Fonctions et droits du quartet :

 

  1. Le Quartet a droit de réunion de conférences internationales  (« Convening International Conferences), et bien qu’il puisse théoriquement aussi convenir de ces réunions avec les parties concernées, il peut tout à fait décider de les imposer à l’un ou l’autre partie.

 

  1. Le Quartet a droit de décision sur la base du « règlement collectif du comité du Quartet pour décider si les conditions sont appropriées pour une progression prenant en compte la ‘performance’ de chacune des deux parties » (« Deciding, based on "the collective ruling of the Quartet Committee whether the conditions are appropriate for progress taking into consideration the performance of all parties.") Cela signifie que la transition à un état palestinien échappe désormais totalement à Israël et sera décidée par des puissances étrangères, en contrevenant ainsi à l’exigence première du gouvernement israëlien que la progression d’une étape à l’autre du processus soit faite en fonction de l’évaluation de l’élimination du terrorisme, de la confiscation des armes, et de la cessation de l’incitation à la violence et à la haine. En d’autres termes Israël perd la gestion d’un conflit mettant en jeu sa sécurité.

 

  1. Le Quartet a le droit « d’établir un moyen de contrôle de l’application de la feuille de route par Israël et par les Palestiniens. En d’autres termes, des observateurs étrangers seront envoyés dans les territoires et en Israël et se présenteront comme des agents de contrôle d’un conflit dont la complexité leur échappe. Ce qu’Israël avait tenté d’éviter depuis des années devant l’échec de la présence onusienne vient d’être accepté par la feuille de route. Israël admet par là même la perte de sa propre évaluation de la situation.

 

  1. Le Quartet s’assurera que les deux parties « appliquent leurs engagements d’une manière parallèle. » ( "perform their commitments in a parallel manner." )

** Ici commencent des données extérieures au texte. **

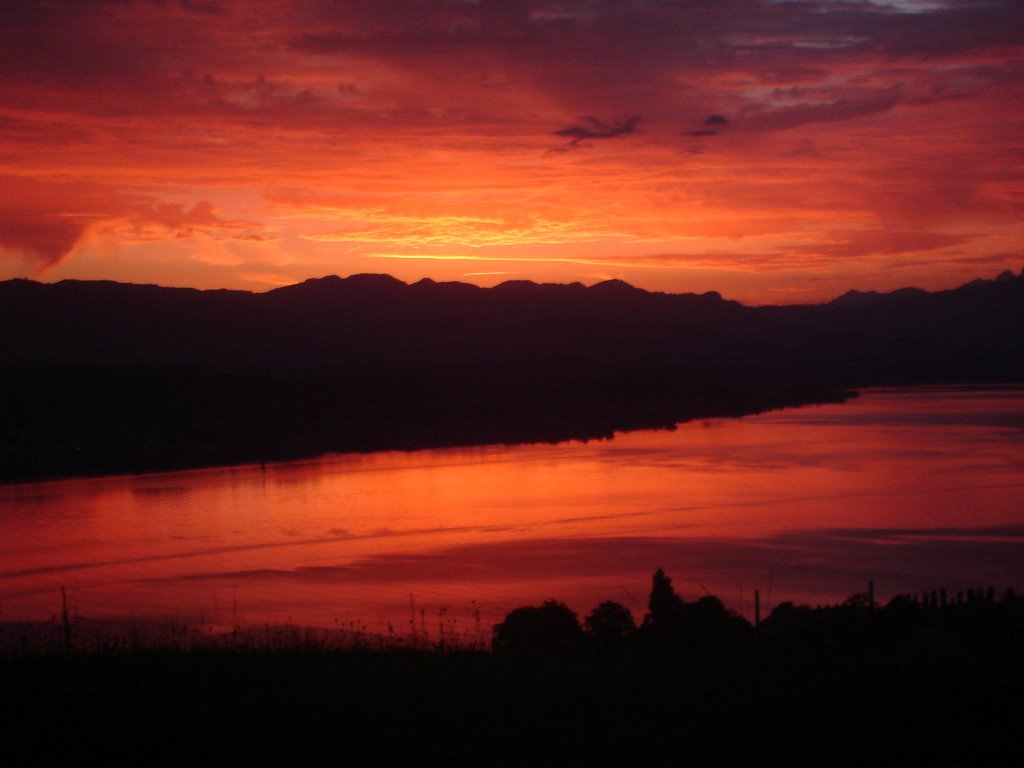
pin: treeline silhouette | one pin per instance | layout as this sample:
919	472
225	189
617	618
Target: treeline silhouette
970	619
101	377
920	681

Cette clause élimine de facto la précondition que voulait imposer l’actuel gouvernement israëlien demandant que les Palestiniens amènent désormais la preuve de leur engagement en commençant par remplir toutes leurs obligations avant qu’Israël ne soit contrainte à faire de même. Par exemple, l’élimination du terrorisme par les Palestiniens serait suivi des mesures israêliennes pour démenteler les implantations. Encore une fois, la mise en parallèle des obligations des deux parties est une véritable insulte dans le contexte actuel de terrorisme à outrance. De plus, il est assez évident que les Palestiniens prendront prétexte de cette clause pour justifier, à la construction de la moindre caravane par quelques individus isolés, de nouveaux actes de terreur. La construction de maisons en vieille ville de  Jérusalem –dont le sort n’est pas encore officiellement réglé) servira aussi, de façon évidente, de prétexte au terrorisme. Etant donné que ces incidents seront désormais jugés par le Quartet, il est clair qu’Israël perd  ici sa souveraineté dans des questions à la fois politiques et militaires.

 

E.  Le  Quartet joue aussi un rôle majeur en :

- Intervenant « chaque fois que nécessaire » ("whenever the need arises") dans des négociations directes entre les parties, nullifiant ainsi un autre principe tenu sacré par la politique israëlienne depuis la fondation de l’état : les négociations directes.

 

- Élaborant un « calendrier réaliste » pour la progression du plan. (Determining "a realistic timetable" for progress. )

 

-       Apportant un soutien « efficace et pratique » à chaque étape de transition vers une souveraineté palestinienne, soit des tous les domaines d’activité –finances, administration etc– Une telle intervention est déjà en place.

 

-       Intervenant dans le parachèvement de la ‘solution finale’ (les mots sont assez mal choisis) comportant Jérusalem, les réfuhiés, et les implantations.

 

-       Contribuant à des efforts internationaux pour faciliter la réforme et la stabilité des institutions palestiniennes et de l’économie palestinienne », soit une intervention tout azymut dépossèdant un peu plus Israël d’un hypothètique échange économique avec les Palestiniens sans contrôle extérieur.

 

La feuille de route a pour but évident et honorable la mise en place d’un état palestinien indépendant. Simultanément, elle nie déjà symboliquement l’existence d’un autre état indépendant existant, l’état d’Israël.